10.03.2014 – 09:10 Uhr: Die Krise zwischen Russland und der Ukraine um die Halbinsel Krim beeinflusst auch weiterhin das Geschehen auf dem Frankfurter Börsenparkett.

Nach dem Kursrutsch am letzten Handelstag der Vorwoche halten sich die Anleger hierzulande mit Engagements zurück. Aber auch kursrelevante Impulse sind zu Beginn der laufenden Woche Mangelware. Heute stehen lediglich Zahlen zur Industrieproduktion einiger EU-Staaten auf der dünnen Agenda.

Der DAX legt auch zu Beginn der heutigen Börsensitzung den Rückwärtsgang ein und verteidigt zur Stunde die Marke bei 9.300 Punkten. Angesichts nicht allzu guter Vorgaben aus den USA und Asien keine allzu große Überraschung. An den fernöstlichen Finanzplätzen schlugen schwache Exportdaten in China den Investoren auf den Magen.
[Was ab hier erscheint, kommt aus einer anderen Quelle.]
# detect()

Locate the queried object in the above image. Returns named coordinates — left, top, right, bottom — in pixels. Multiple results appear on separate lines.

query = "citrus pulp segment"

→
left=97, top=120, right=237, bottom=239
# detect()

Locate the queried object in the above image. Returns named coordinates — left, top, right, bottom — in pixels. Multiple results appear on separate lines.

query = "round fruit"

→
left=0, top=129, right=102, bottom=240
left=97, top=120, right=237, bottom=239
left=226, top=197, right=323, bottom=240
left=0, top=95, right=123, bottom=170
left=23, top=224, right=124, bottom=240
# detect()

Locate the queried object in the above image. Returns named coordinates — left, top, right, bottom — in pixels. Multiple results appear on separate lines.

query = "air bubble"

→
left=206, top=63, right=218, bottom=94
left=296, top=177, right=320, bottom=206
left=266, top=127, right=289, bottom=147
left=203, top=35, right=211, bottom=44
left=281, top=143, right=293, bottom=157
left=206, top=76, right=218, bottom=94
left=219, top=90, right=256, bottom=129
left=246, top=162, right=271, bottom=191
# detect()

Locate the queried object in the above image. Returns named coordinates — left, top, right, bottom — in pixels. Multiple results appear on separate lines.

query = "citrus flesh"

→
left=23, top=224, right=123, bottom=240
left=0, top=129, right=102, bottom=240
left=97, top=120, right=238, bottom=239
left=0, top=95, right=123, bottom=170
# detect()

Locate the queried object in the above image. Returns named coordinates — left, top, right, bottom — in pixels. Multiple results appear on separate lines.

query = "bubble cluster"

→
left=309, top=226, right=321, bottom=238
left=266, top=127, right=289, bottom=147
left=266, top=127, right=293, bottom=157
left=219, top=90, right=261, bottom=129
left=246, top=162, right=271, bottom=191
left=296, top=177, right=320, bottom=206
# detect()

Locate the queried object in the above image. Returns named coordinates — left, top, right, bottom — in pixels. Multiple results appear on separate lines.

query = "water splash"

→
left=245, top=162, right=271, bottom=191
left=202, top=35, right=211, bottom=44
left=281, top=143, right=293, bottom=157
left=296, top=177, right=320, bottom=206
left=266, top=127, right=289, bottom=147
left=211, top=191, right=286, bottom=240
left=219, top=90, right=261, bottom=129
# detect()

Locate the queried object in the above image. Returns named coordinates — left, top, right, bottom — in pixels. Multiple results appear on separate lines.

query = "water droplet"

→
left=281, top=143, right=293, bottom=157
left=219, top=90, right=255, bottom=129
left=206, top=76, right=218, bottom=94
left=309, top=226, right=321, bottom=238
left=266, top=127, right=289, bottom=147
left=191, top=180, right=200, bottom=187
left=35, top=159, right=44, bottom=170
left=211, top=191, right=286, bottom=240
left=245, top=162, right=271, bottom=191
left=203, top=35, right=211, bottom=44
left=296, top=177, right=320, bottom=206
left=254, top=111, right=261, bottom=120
Der EUR-USD setzt seinen Vormarsch gen Norden fort und liegt derzeit über seinen mittelfristigen Abwärtstrend. Eine Trendumkehr rückt in greifbare Nähe. Beim Goldpreis haben sich die Hoffnungen auf eine Trendumkehr noch nicht erfüllt. Das Edelmetall zieht sich momentan zurück.